SMEs say large corporate organisations are most likely to make late payments in Northern Ireland, whereas in the Republic, they say it’s the public sector.
The late payment problem continues to be an issue for more than a quarter of SMEs in Northern Ireland, and over two fifths in the Republic.
The findings come from the latest Close Brothers Business Barometer, a quarterly survey that canvasses the opinion of SME owners and managers from a range of sectors across the UK.
Paul Stephens, Head of Sales (ABL/invoice finance) for Close Brothers Commercial Finance said: “These findings show that the burden of late payments continues to result in cash flow difficulties for the majority (67%) of business in both Northern Ireland and the Republic.”
Of those affected by late payments, over half claim that they have had to write off up to 10% of their turnover on average in the last 12 months whilst many others have had to write off between 10% and 25% of their turnover.
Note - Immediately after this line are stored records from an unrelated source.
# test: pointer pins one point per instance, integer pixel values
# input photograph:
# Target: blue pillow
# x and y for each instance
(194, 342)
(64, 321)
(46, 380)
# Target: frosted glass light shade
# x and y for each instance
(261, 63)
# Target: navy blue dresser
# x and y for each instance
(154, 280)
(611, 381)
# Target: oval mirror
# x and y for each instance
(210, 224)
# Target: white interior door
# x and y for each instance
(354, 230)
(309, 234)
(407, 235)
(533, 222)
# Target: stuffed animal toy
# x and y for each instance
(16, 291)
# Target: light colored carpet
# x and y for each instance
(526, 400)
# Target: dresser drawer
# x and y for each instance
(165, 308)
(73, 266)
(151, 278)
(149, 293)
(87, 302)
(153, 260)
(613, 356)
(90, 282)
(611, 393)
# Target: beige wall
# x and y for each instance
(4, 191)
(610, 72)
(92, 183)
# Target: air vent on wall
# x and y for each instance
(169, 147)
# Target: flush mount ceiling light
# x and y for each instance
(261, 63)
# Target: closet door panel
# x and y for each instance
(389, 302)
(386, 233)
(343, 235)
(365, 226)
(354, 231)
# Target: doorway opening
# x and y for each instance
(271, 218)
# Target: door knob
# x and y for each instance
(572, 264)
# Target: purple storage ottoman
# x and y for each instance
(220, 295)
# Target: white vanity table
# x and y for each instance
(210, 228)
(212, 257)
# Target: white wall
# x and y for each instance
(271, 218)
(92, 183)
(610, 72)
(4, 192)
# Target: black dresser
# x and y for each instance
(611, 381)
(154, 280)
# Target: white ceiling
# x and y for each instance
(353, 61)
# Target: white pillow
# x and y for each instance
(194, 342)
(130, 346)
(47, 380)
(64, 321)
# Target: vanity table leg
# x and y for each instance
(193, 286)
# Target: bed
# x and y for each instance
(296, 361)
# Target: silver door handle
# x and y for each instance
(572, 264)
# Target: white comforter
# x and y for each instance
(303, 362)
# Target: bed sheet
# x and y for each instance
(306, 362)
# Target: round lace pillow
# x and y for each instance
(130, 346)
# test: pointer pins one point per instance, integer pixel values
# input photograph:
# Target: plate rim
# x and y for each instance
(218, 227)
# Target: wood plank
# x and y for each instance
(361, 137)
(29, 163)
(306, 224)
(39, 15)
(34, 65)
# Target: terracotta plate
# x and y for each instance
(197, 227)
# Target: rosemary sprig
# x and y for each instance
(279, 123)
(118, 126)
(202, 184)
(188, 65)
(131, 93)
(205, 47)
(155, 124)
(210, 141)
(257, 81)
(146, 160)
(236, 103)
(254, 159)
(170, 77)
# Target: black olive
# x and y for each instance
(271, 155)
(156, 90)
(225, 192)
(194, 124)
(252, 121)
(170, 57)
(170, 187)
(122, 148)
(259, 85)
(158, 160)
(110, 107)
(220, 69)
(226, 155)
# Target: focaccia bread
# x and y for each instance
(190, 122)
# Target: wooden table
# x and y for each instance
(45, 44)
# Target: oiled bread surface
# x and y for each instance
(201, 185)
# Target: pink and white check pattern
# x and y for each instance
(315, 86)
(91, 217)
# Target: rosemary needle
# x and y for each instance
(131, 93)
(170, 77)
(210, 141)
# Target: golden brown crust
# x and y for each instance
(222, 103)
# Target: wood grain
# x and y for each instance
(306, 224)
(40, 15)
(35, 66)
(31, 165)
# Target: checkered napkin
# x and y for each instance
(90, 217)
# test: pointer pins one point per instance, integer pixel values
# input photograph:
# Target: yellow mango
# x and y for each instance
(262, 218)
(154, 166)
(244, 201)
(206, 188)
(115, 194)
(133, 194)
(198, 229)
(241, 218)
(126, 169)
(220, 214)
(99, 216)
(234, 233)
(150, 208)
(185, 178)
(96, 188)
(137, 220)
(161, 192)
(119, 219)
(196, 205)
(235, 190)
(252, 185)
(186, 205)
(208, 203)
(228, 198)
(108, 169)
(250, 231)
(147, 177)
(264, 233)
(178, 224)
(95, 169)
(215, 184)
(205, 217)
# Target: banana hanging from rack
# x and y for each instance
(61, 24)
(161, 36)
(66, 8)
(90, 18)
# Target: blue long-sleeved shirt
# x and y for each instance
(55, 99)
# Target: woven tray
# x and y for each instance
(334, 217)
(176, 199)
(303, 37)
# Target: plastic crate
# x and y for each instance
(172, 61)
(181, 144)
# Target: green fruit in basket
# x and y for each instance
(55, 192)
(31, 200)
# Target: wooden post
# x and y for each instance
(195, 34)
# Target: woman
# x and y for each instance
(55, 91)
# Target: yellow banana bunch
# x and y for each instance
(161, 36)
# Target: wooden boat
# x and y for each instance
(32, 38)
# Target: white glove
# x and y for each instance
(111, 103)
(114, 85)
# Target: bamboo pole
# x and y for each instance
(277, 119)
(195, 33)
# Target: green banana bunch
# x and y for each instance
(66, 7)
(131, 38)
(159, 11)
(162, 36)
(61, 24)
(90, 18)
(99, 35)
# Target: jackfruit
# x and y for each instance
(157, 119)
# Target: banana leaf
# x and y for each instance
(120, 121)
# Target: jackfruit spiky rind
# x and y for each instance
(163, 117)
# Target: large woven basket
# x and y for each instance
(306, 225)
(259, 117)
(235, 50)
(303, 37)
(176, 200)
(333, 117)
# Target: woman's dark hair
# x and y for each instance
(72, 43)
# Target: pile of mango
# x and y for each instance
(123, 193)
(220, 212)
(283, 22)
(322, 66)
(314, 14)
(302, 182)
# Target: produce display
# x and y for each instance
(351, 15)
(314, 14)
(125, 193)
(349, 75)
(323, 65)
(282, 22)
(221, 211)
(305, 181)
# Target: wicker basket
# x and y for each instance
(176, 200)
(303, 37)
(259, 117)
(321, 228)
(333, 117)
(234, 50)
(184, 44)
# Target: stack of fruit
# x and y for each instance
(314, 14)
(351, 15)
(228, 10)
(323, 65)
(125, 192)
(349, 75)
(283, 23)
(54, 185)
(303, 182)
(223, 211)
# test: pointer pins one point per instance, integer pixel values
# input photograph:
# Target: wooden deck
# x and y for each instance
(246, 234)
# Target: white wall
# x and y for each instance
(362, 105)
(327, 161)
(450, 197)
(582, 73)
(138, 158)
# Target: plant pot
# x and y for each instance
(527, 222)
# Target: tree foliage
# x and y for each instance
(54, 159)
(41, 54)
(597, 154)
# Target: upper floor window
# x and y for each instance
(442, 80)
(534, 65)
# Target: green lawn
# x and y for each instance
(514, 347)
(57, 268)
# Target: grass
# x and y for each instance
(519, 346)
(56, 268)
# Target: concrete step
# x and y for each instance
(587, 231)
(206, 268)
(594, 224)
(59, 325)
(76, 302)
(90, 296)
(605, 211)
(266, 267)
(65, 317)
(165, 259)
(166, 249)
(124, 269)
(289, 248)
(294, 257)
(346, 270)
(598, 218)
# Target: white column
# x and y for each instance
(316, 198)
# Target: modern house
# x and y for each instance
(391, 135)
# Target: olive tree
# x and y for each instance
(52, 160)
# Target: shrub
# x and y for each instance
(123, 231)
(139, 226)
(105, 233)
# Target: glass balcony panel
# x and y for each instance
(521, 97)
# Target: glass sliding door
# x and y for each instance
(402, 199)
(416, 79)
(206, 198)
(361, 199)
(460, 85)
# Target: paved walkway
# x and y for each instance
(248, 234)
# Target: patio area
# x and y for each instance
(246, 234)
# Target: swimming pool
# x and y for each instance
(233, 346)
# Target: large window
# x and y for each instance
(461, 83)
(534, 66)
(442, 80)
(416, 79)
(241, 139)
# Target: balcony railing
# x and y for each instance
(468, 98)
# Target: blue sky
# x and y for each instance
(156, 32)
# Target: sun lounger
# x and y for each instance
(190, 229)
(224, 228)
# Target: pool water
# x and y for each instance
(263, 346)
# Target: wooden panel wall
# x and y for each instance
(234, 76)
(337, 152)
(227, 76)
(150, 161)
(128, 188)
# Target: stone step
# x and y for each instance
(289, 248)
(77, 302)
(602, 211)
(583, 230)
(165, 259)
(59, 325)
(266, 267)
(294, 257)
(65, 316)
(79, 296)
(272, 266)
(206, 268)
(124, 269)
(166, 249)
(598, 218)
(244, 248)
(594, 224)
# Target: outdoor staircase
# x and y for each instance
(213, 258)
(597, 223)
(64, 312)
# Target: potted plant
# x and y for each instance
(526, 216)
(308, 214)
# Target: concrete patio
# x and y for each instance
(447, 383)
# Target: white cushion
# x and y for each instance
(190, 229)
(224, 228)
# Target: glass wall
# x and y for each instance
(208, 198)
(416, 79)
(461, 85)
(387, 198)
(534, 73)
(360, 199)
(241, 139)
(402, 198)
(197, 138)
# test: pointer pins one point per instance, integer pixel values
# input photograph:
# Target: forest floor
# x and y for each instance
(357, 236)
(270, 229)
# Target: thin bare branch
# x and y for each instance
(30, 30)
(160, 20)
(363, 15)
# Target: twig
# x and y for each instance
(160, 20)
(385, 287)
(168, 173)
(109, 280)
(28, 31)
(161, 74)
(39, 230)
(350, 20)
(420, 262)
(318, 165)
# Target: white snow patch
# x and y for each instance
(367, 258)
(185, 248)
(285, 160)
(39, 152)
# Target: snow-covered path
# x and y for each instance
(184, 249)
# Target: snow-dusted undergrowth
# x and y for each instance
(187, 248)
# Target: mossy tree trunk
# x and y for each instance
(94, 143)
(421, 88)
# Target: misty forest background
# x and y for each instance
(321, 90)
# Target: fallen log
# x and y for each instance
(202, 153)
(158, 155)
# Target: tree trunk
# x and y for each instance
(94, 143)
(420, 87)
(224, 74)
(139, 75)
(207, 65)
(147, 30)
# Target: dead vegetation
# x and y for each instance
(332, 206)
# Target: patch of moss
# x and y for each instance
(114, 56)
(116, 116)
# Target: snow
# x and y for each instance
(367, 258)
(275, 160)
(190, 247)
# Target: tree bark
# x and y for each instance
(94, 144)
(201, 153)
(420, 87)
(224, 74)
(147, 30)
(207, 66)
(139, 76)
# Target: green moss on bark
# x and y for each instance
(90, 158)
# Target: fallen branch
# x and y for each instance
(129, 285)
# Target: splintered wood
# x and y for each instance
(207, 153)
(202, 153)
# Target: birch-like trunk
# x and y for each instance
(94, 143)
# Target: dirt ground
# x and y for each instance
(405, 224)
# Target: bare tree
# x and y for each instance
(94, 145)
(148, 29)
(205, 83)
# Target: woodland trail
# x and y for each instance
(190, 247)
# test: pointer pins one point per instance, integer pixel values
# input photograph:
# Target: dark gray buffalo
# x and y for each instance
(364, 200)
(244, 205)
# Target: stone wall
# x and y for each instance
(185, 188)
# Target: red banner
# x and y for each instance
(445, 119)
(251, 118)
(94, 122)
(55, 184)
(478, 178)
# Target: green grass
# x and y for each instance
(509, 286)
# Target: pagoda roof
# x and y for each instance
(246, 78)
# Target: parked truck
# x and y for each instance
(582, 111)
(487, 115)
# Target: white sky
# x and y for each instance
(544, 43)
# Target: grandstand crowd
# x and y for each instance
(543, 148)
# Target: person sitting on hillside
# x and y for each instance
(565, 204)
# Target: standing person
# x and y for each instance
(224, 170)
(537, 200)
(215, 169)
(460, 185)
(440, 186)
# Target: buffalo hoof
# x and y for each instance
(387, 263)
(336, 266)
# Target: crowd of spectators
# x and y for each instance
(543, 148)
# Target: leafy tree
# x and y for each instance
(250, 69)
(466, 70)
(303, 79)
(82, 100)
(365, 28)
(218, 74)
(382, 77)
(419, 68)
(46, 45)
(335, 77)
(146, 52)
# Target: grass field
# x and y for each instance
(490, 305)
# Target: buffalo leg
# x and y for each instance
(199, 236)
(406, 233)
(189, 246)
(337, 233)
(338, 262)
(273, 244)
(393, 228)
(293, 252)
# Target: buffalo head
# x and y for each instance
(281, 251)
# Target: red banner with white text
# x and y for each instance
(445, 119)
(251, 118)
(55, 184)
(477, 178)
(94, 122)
Mr Stephens added “The amount of money that SMEs are forced to write off as a result of late payments is astonishing and surely hindering business growth.
“It’s clear that it continues to be a real issue for SMEs and that is why we are working to improve awareness of the financial options available, such as invoice finance and asset based lending (ABL), that can help businesses manage their cash flow and ultimately enable them to fulfil their growth potential.”